Durante mi niñez, al andar por las carreteras que conectan y desconectan la capital de mi país con el campo, siempre me aterraba la sensación de imaginarme viviendo en una casa lejana a la ciudad. ¿Qué era lo que me daba más miedo de vivir lejos de la ciudad? Sentía, por un lado, un hondo frío al ver las casas tan solas, tan lejos una de otra; por otro, sentía que estaba expuesto, que algo saldría de la multitud de árboles para atacarme y nadie podría ayudarme. Ahora, cada que paso por los lugares que engendraban en mí esos recuerdos, el lugar del miedo a un misterioso ataque lo ha tomado el terror a no contar con luz, agua limpia y una tienda cercana. ¿El gusto por la comodidad me habrá vuelto más infantil, me habrá hecho dependiente de la costumbre?

Así como Oriente es invención de Occidente, los bárbaros son invención de los civilizados. De manera semejante, los salvajes son invención de los ilustrados. En los tres casos, las diferencias en el modo de actuar son tan notorias que dificultan el cuestionamiento de por qué los otros han desarrollado sus costumbres; por qué actúan como actúan. Pese a la aparente claridad de las diferencias, los occidentales, los civilizados y los ilustrados no se preguntan sobre sus propias costumbres, su pertinencia e impertinencia para que alcancen una buena vida. Aunque a veces las propias clasificaciones sirven para diferenciar, aparentemente, lo bueno de lo malo; lo conveniente de lo inconveniente; lo útil de lo inútil. Clasificaciones evidentemente falsas, pues tan bárbaros son los denominados bárbaros como los occidentales. Según Michel de Montaigne, inclusive los civilizados eran mucho más bárbaros que quienes eran clasificados así, pues mostraban un tremendo gusto por la crueldad; los bárbaros solían ser caníbales no por gusto, ni tan siquiera por necesidad, sino para intentar arrancarles a sus rivales la confesión de qué tribu era más honorable. ¿Los bárbaros tenían una noción más clara del honor que los civilizados? Visto así, ¿quienes vivían mejor?
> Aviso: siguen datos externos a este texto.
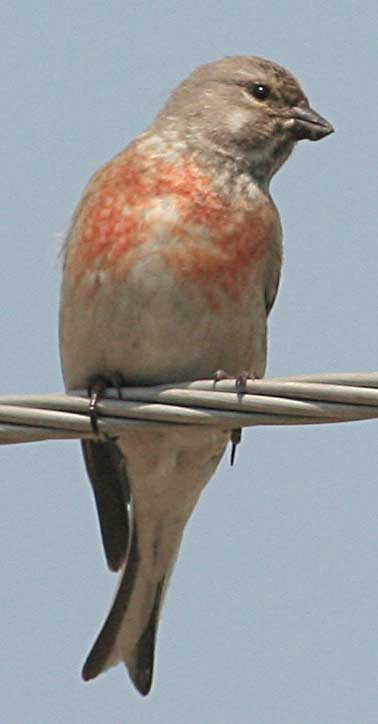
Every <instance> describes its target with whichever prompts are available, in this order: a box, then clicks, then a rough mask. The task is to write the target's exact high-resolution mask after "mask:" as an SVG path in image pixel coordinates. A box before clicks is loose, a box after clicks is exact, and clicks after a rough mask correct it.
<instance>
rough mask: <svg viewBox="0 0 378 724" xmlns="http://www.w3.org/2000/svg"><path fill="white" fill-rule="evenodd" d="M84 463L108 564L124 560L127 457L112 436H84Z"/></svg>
mask: <svg viewBox="0 0 378 724" xmlns="http://www.w3.org/2000/svg"><path fill="white" fill-rule="evenodd" d="M81 446H82V450H83V455H84V460H85V466H86V468H87V473H88V476H89V479H90V481H91V485H92V488H93V492H94V496H95V500H96V505H97V511H98V517H99V521H100V528H101V536H102V541H103V544H104V549H105V555H106V559H107V563H108V566H109V568H110V569H111V570H112V571H118V570H119V569H120V567H121V565H122V563H124V561H125V558H126V554H127V549H128V546H129V542H130V541H129V539H130V535H131V526H132V520H131V510H130V506H131V502H130V499H131V494H130V487H129V481H128V477H127V469H126V461H125V458H124V456H123V455H122V453H121V451H120V450H119V448H118V446H117V445H116V444H115V443H114V442H112V441H110V440H106V441H103V440H83V441H82V443H81Z"/></svg>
La ciudad siempre parece dar mayores oportunidades. Pero las oportunidades no sólo son brillantes, también pueden ser oscuras, destructivas. La sencillez del campo, de lo natural, parecería preferible. Pero el hombre no es un artificio de 60 pisos, como tampoco es una planta con una clara finalidad. Cualquier extremo termina devorándose al hombre mismo.